Making a good visualization still would be a challenge, of course.
You can still browse it a bit online with some 3rd party sites: https://en-word.net/
(the link is broken though, it should be https://github.com/globalwordnet/english-wordnet)
which also uses WordNet:
https://en.wikipedia.org/wiki/WordNet
(which this is also using)
which was developed by Princeton w/ DARPA money as an early investigation into AI and so forth.
What am I missing?
My first thought was that the creator used a search library that filters common words by default, but the search code is all in the page and doesn't do that.

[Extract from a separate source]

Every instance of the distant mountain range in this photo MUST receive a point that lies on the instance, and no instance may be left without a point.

My second thought was that the 10k word corpus doesn't include those most common words. But it does.
Then I realized that the creator filtered them out. The page does say "7931 words", and the title here on HN says "10k* most common". The original corpus has exactly 10,000 words.
https://github.com/first20hours/google-10000-english/blob/d0...
The first 21 include all four we've mentioned:
the, of, and, to, a, in, for, is, on, that, by, this, with, i, you, it, not, or, be, are, from
From the old Princeton WordNet FAQ page (https://wordnet.princeton.edu/frequently-asked-questions):
> WordNet only contains "open-class words": nouns, verbs, adjectives, and adverbs. Thus, excluded words include determiners, prepositions, pronouns, conjunctions, and particles.
I suppose I could have included them as source nodes (only outgoing), but I think they would have ended up connecting to a whole bunch of definitions, while not providing much in the way of interest.